Before these days of deep lament
Joseph Conrad wrote,
It appears to us a land without memories, regrets or hope…”
And what I wish to see is art that should save us from hopelessness
but instead I see paintings and photographs, film clips and reality shows
in which there is a yawning gap between the display of reality,
of things that matter,
of profound empathy and shards of hope
or even simple explanations
with all inner meanings, all real help, all embraces forgotten,
denied, lost in the hail of raining dollars.
That is what I hear and see
and my humanity is sickened by it and by the silence of others,
but instead I know in Prague
the blackbirds hop from foot to foot
as elsewhere politicians max out their gold cards
and tour guides shout over the objecting murmur,
“here is other people’s history”,
“here is how I avoid their and my misery”,
“here your disquiet means nothing”,
“for here is where the winners gloat,
and here is how I make a living
you would snatch from me
in exchange for your worthless foreign dreams”.

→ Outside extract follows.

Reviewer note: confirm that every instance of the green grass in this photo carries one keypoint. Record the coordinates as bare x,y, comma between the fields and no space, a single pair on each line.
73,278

Ricky Romain is one of a handful of contemporary artists
I know of,
who has chosen to paint his painful, lyrical
and very beautiful and moving images of freedom trapped,
victimised before the gates and barbed fences and captivity,
above the hollow pit, the horror of recognition that they too
have lost someone dear in the meatgrinder of history whose bloody arm
continually assaults the innocent.
His work is well worth looking at, as if reading the poetry of Nazim Hikmet.
You can see a short film here with Ricky playing the Sitar, `
which he is also a master of.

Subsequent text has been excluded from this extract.